Arctic Phytoplankton Bloom May Have Been Bolstered by Wildfire Smoke

phytoplankton bloom

According to recent research from North Carolina State University and the International Research Laboratory Takuvik (CNRS/Laval University) in Canada, smoke from a Siberian wildfire may have brought enough nitrogen to areas of the Arctic Ocean to enhance a phytoplankton bloom. The study clarifies some potential ecological impacts of wildfires in the Northern Hemisphere, particularly as they grow bigger, longer, and more intense.

The Laptev Sea, which is 850 kilometres (528 miles) south of the North Pole in the Arctic Ocean, experienced a larger-than-usual algal bloom in the summer of 2014.

“For a bloom that large to occur, the area would need a substantial influx of new nitrogen supply, as the Arctic Ocean is nitrogen-depleted. So we needed to figure out where that nitrogen was coming from,”

said Douglas Hamilton, assistant professor of marine, earth and atmospheric sciences at NC State and co-first author of a paper describing the work.

Nitrogen To Blame?

Large summer phytoplankton bloom near the North Pole (eastern Eurasian Basin) in summer 2014
Large summer phytoplankton bloom near the North Pole (eastern Eurasian Basin) in summer 2014. Credit: Mathieu Ardyna, et al CC-BY

The “usual suspects” for nitrogen input, such as sea ice melt, river discharge, and ocean upwelling, were the first things the researchers looked at.
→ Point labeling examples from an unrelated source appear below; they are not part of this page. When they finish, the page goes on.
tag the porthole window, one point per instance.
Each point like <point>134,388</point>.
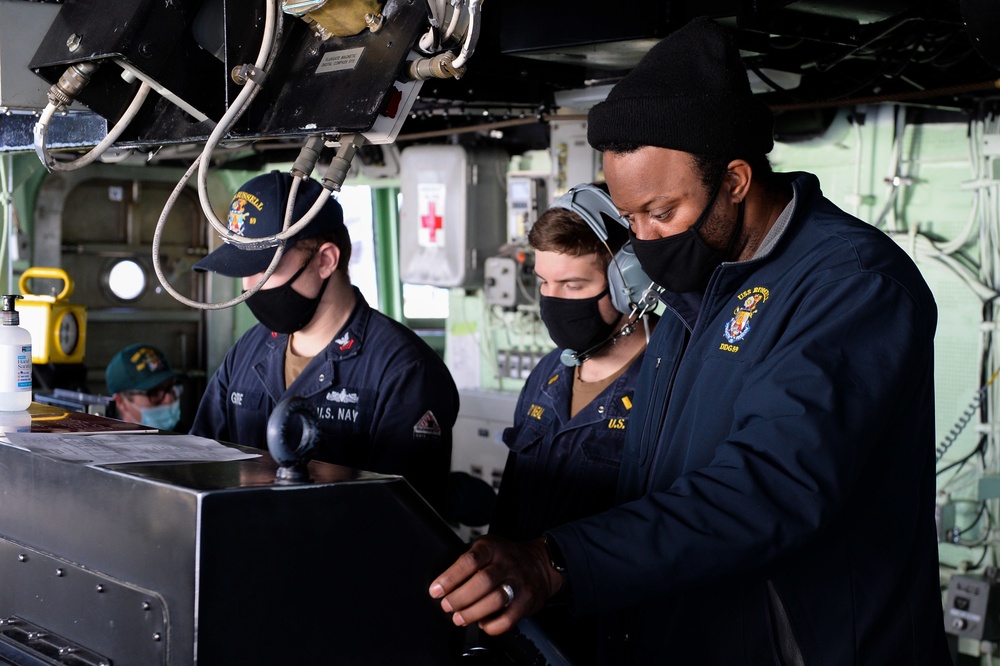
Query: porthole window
<point>127,280</point>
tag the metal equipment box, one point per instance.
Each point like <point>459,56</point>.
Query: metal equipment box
<point>215,563</point>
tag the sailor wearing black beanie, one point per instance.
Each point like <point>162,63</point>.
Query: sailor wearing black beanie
<point>792,391</point>
<point>689,93</point>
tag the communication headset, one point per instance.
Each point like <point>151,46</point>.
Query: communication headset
<point>626,279</point>
<point>632,292</point>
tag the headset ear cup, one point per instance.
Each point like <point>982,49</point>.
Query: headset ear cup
<point>626,279</point>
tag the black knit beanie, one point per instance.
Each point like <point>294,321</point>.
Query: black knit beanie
<point>689,92</point>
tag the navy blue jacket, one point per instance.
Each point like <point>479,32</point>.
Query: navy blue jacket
<point>560,469</point>
<point>778,477</point>
<point>385,400</point>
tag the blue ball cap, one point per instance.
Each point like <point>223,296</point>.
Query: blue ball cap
<point>258,211</point>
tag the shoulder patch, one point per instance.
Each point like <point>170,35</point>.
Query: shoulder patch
<point>427,426</point>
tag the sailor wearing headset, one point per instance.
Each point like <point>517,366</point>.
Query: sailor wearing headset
<point>569,425</point>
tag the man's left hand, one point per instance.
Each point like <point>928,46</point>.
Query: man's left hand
<point>496,583</point>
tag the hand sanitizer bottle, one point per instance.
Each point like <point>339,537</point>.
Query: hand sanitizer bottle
<point>15,359</point>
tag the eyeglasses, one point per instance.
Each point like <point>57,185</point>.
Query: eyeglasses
<point>157,394</point>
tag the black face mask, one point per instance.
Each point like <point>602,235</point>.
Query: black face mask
<point>684,262</point>
<point>575,323</point>
<point>282,309</point>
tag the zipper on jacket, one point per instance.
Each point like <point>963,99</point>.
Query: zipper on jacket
<point>785,645</point>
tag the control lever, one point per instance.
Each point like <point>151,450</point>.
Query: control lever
<point>293,418</point>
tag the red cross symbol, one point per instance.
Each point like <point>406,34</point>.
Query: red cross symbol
<point>432,222</point>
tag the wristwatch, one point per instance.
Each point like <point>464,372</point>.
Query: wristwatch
<point>556,558</point>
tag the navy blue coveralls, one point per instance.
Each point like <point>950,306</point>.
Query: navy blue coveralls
<point>385,401</point>
<point>560,469</point>
<point>778,478</point>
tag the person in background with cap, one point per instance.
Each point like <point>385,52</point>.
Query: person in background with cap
<point>776,497</point>
<point>145,388</point>
<point>384,399</point>
<point>569,423</point>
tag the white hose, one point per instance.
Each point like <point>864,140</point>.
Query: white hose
<point>42,128</point>
<point>158,269</point>
<point>471,37</point>
<point>232,114</point>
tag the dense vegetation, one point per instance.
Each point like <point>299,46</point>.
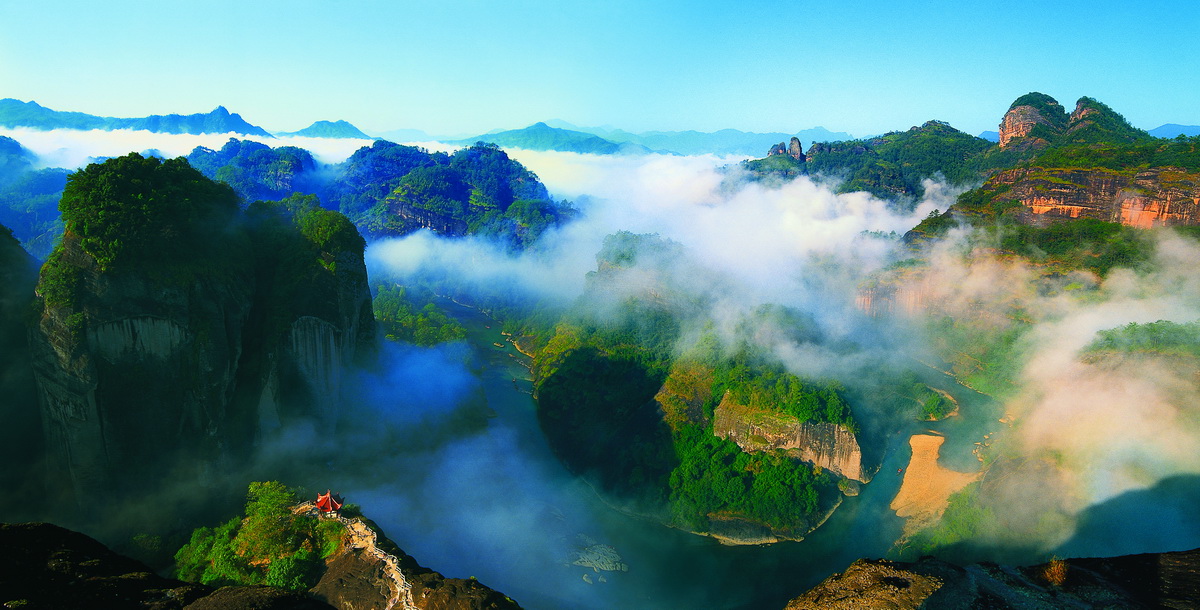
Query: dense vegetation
<point>1161,338</point>
<point>405,318</point>
<point>895,165</point>
<point>600,381</point>
<point>29,198</point>
<point>270,545</point>
<point>394,190</point>
<point>715,478</point>
<point>136,210</point>
<point>257,171</point>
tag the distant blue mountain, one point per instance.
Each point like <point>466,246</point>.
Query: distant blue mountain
<point>15,113</point>
<point>1171,130</point>
<point>540,136</point>
<point>329,130</point>
<point>724,142</point>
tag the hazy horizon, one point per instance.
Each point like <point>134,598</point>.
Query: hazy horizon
<point>469,67</point>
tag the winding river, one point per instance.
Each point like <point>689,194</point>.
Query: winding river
<point>516,520</point>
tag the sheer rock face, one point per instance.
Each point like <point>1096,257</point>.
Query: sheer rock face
<point>1018,123</point>
<point>793,149</point>
<point>832,447</point>
<point>1146,198</point>
<point>1151,580</point>
<point>371,572</point>
<point>147,376</point>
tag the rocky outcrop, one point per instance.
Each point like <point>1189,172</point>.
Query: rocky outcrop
<point>1145,198</point>
<point>1023,118</point>
<point>370,572</point>
<point>1152,580</point>
<point>174,365</point>
<point>45,567</point>
<point>21,434</point>
<point>829,446</point>
<point>793,149</point>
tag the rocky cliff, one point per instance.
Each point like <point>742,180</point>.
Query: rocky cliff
<point>48,567</point>
<point>174,357</point>
<point>1152,580</point>
<point>829,446</point>
<point>370,572</point>
<point>1031,120</point>
<point>21,434</point>
<point>793,149</point>
<point>1161,196</point>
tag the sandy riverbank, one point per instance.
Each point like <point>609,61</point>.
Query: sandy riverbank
<point>927,488</point>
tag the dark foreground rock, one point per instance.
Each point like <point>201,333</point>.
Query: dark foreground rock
<point>47,567</point>
<point>371,572</point>
<point>1151,580</point>
<point>43,566</point>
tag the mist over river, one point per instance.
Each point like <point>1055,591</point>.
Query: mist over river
<point>498,506</point>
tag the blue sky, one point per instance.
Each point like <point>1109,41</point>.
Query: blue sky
<point>456,66</point>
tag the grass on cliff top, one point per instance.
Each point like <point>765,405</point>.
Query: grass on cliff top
<point>269,545</point>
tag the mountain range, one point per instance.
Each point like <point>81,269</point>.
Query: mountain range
<point>723,142</point>
<point>329,130</point>
<point>15,113</point>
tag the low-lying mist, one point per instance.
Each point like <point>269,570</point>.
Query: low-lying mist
<point>1080,432</point>
<point>76,148</point>
<point>441,446</point>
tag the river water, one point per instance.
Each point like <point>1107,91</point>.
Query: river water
<point>498,506</point>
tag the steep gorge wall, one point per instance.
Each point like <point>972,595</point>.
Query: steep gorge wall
<point>829,446</point>
<point>148,376</point>
<point>1145,198</point>
<point>370,572</point>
However, they were unable to identify anything that could account for the quantity of nitrogen required for the bloom to occur.
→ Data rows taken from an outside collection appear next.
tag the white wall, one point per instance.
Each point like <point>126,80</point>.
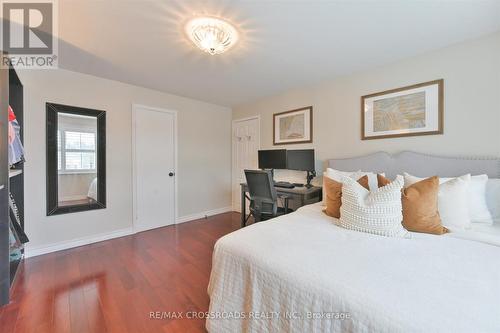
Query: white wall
<point>204,153</point>
<point>471,73</point>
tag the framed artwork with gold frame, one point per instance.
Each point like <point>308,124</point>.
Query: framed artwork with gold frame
<point>408,111</point>
<point>294,126</point>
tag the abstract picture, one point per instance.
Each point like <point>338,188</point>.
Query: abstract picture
<point>413,110</point>
<point>399,112</point>
<point>293,126</point>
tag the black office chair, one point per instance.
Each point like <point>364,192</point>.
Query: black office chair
<point>263,196</point>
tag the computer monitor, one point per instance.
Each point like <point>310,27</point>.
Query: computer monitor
<point>300,159</point>
<point>272,159</point>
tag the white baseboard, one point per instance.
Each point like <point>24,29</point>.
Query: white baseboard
<point>201,215</point>
<point>64,245</point>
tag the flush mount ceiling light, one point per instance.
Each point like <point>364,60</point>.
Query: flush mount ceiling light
<point>212,35</point>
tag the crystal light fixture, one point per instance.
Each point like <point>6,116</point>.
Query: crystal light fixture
<point>212,35</point>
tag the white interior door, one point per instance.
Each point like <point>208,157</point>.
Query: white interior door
<point>246,143</point>
<point>154,167</point>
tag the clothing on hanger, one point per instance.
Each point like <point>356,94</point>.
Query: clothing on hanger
<point>16,149</point>
<point>16,220</point>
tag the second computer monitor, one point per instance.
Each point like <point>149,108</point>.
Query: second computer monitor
<point>272,159</point>
<point>300,159</point>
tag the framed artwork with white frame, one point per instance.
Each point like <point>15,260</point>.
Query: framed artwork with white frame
<point>294,126</point>
<point>407,111</point>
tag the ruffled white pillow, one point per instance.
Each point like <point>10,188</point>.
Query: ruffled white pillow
<point>376,212</point>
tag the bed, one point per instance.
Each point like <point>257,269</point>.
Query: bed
<point>302,273</point>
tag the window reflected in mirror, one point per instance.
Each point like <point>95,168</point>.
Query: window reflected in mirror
<point>76,159</point>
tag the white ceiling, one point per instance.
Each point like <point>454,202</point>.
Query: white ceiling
<point>284,44</point>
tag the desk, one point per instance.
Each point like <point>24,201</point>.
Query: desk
<point>298,197</point>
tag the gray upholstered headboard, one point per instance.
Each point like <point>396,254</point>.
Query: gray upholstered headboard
<point>421,165</point>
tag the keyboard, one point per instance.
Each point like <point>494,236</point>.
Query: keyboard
<point>284,184</point>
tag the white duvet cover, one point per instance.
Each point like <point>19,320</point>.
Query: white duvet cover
<point>301,273</point>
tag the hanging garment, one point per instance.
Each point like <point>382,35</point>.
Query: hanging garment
<point>16,149</point>
<point>16,220</point>
<point>14,243</point>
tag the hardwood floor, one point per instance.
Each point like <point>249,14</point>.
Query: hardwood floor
<point>113,286</point>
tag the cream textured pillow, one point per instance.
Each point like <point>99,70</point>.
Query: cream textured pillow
<point>377,212</point>
<point>452,200</point>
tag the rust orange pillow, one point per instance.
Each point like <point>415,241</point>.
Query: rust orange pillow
<point>333,195</point>
<point>420,207</point>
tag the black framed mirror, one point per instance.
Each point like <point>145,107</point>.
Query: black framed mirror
<point>76,159</point>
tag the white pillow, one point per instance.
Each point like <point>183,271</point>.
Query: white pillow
<point>452,200</point>
<point>376,212</point>
<point>493,198</point>
<point>476,199</point>
<point>337,176</point>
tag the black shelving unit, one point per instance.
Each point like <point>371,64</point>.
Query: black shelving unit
<point>11,180</point>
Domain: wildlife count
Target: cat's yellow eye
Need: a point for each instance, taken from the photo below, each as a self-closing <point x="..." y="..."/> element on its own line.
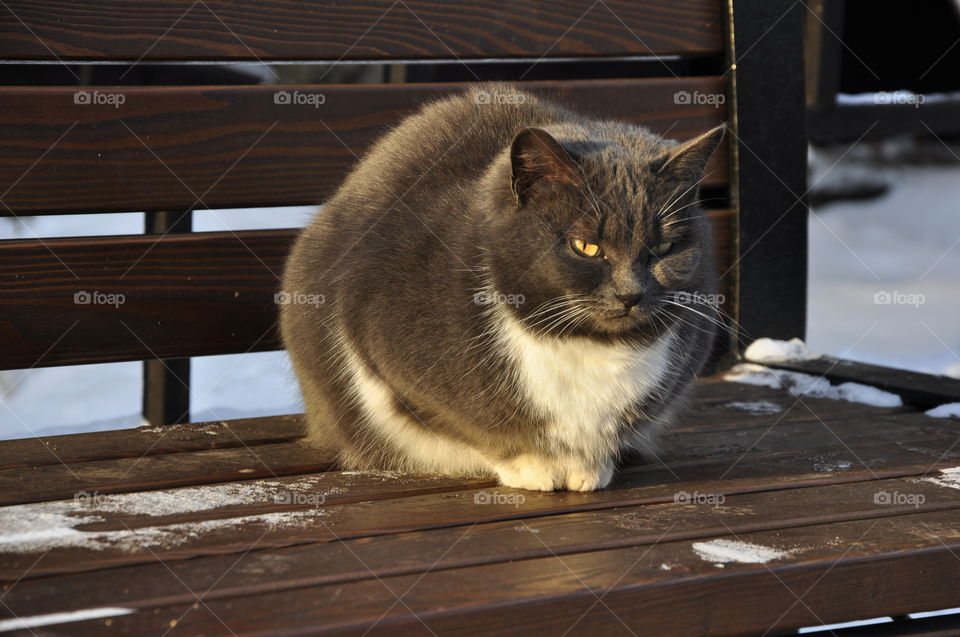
<point x="662" y="248"/>
<point x="585" y="248"/>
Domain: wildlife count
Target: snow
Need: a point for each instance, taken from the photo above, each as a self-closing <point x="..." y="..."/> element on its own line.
<point x="51" y="619"/>
<point x="832" y="627"/>
<point x="906" y="242"/>
<point x="46" y="525"/>
<point x="815" y="386"/>
<point x="950" y="410"/>
<point x="724" y="551"/>
<point x="756" y="406"/>
<point x="765" y="350"/>
<point x="949" y="478"/>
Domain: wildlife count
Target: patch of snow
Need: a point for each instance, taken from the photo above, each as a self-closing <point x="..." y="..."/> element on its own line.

But at the same time, exceptionally large wildfires had burned about 1.5 million hectares (or about 3.5 million acres) of land in Siberia, Russia, which was directly upwind of the bloom.

The scientists then focused on the makeup of the atmosphere. In order to simulate what happens to emissions from both natural and human sources as they enter and exit the atmosphere, they used the Community Earth System Model (CESM), a computer model. The model was fed data from the time period in question on wind, temperature, and atmospheric composition, including the makeup of wildfire smoke.

Thawing Permafrost

The model simulations revealed that nitrogen deposition from the atmosphere in late July and early August of 2014 — when the bloom was discovered and the Siberian wildfire was raging — was nearly twice as high as in the years before and after.
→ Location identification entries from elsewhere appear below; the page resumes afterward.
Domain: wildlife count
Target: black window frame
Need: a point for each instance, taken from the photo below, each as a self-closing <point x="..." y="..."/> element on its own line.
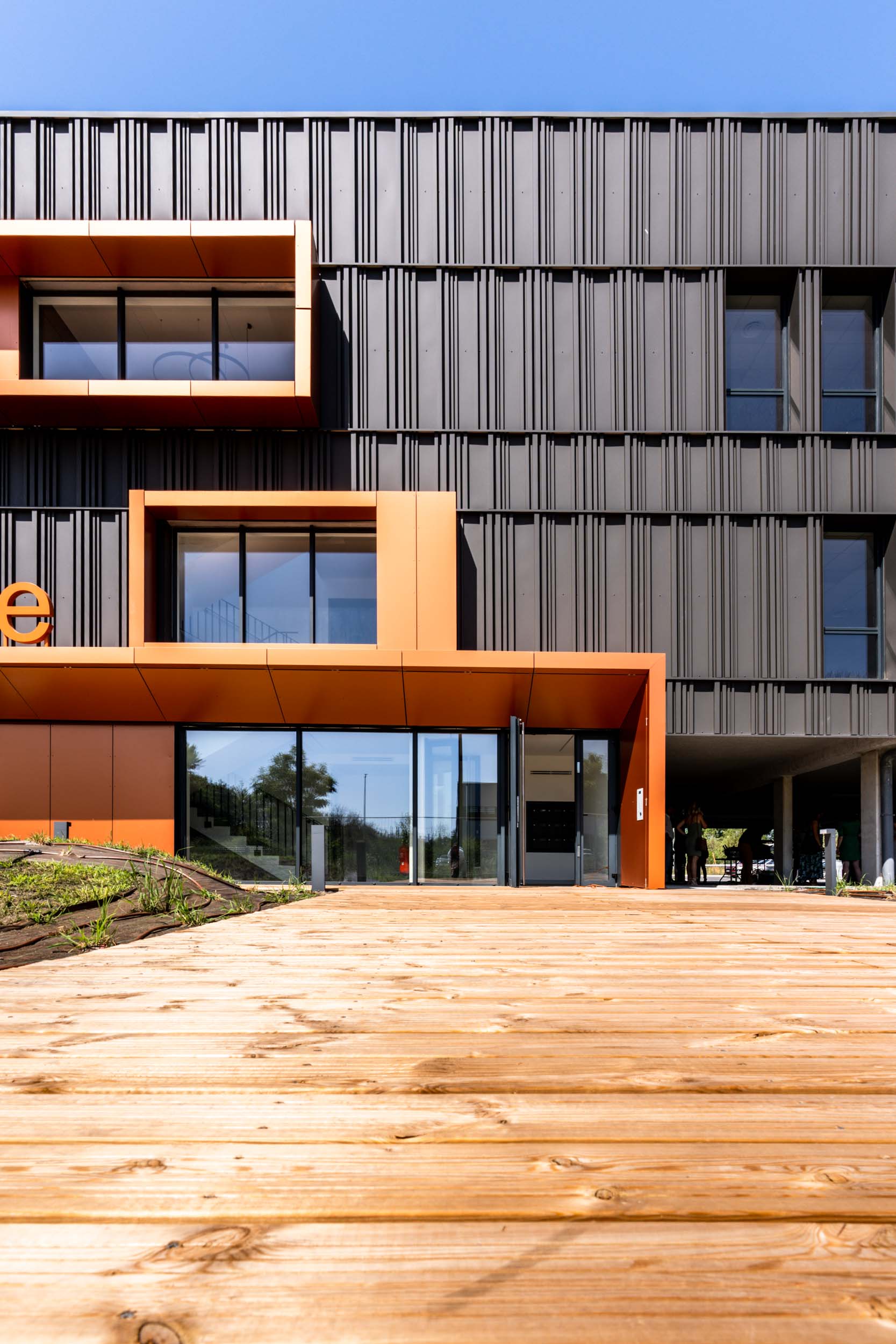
<point x="857" y="393"/>
<point x="744" y="291"/>
<point x="241" y="530"/>
<point x="121" y="295"/>
<point x="868" y="631"/>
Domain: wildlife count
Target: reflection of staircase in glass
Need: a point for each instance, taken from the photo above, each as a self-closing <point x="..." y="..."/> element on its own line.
<point x="219" y="624"/>
<point x="256" y="828"/>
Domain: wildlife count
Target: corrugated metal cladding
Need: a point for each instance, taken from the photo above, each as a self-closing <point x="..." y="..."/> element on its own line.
<point x="620" y="474"/>
<point x="472" y="190"/>
<point x="528" y="311"/>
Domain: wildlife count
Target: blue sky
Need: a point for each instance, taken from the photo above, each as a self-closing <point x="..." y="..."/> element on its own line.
<point x="278" y="55"/>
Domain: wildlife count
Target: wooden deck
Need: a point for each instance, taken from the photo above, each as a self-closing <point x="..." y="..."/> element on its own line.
<point x="457" y="1117"/>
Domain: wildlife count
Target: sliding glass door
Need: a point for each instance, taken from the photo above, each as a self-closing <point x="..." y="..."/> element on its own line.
<point x="358" y="787"/>
<point x="457" y="807"/>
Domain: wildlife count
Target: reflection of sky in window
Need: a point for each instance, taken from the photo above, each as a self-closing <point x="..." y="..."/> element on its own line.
<point x="235" y="757"/>
<point x="848" y="588"/>
<point x="383" y="757"/>
<point x="752" y="345"/>
<point x="210" y="587"/>
<point x="847" y="347"/>
<point x="277" y="589"/>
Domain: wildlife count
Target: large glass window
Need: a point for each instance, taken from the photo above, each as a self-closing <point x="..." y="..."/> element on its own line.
<point x="257" y="339"/>
<point x="848" y="363"/>
<point x="278" y="605"/>
<point x="209" y="606"/>
<point x="345" y="588"/>
<point x="77" y="338"/>
<point x="296" y="587"/>
<point x="851" y="606"/>
<point x="241" y="793"/>
<point x="358" y="785"/>
<point x="168" y="338"/>
<point x="457" y="807"/>
<point x="754" y="363"/>
<point x="162" y="337"/>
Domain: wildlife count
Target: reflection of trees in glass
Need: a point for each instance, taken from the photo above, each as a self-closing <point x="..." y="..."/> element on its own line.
<point x="278" y="778"/>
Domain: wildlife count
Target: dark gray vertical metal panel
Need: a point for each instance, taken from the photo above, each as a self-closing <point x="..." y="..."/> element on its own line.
<point x="749" y="192"/>
<point x="884" y="192"/>
<point x="25" y="170"/>
<point x="888" y="359"/>
<point x="297" y="202"/>
<point x="77" y="555"/>
<point x="798" y="176"/>
<point x="162" y="179"/>
<point x="532" y="218"/>
<point x="805" y="353"/>
<point x="652" y="474"/>
<point x="888" y="616"/>
<point x="658" y="189"/>
<point x="386" y="192"/>
<point x="421" y="194"/>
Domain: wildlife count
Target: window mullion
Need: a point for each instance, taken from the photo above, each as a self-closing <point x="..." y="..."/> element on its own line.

“The wildfires were located in rapidly warming boreal regions, which have a lot of peat in the thawing permafrost. Peat is very nitrogen rich and the smoke from the burning peat was hypothesized as the most likely source of much of the additional nitrogen,”

Hamilton says.

“We’ve known that fires can impact phytoplankton blooms, though it is unexpected to see something like this in the Arctic Ocean. Most likely, since fires are locality-specific and difficult to predict, blooms like this won’t be the norm – but when these wildfires do occur the nutrients they bring in could lead to sustained or multiple blooms,”

said Mathieu Ardyna, co-first author and CNRS researcher at the International Research Laboratory Takuvik (CNRS/Laval University).

In order to gain a better understanding of how wildfires like these might affect various ecosystems, the researchers’ next steps might include reviewing the historical satellite record and further characterising the chemical composition of the particles within the smoke.

“A one-off bloom like this won’t change ecosystem structure, but both Siberia and high arctic Canada are getting more wildfires. So it may be interesting to explore potential downstream effects if fire activity and nutrient supply remain high,”

Hamilton concluded.

Reference: Ardyna, M., Hamilton, D.S., Harmel, T. et al. Wildfire aerosol deposition likely amplified a summertime Arctic phytoplankton bloom. Commun Earth Environ 3, 201 (2022).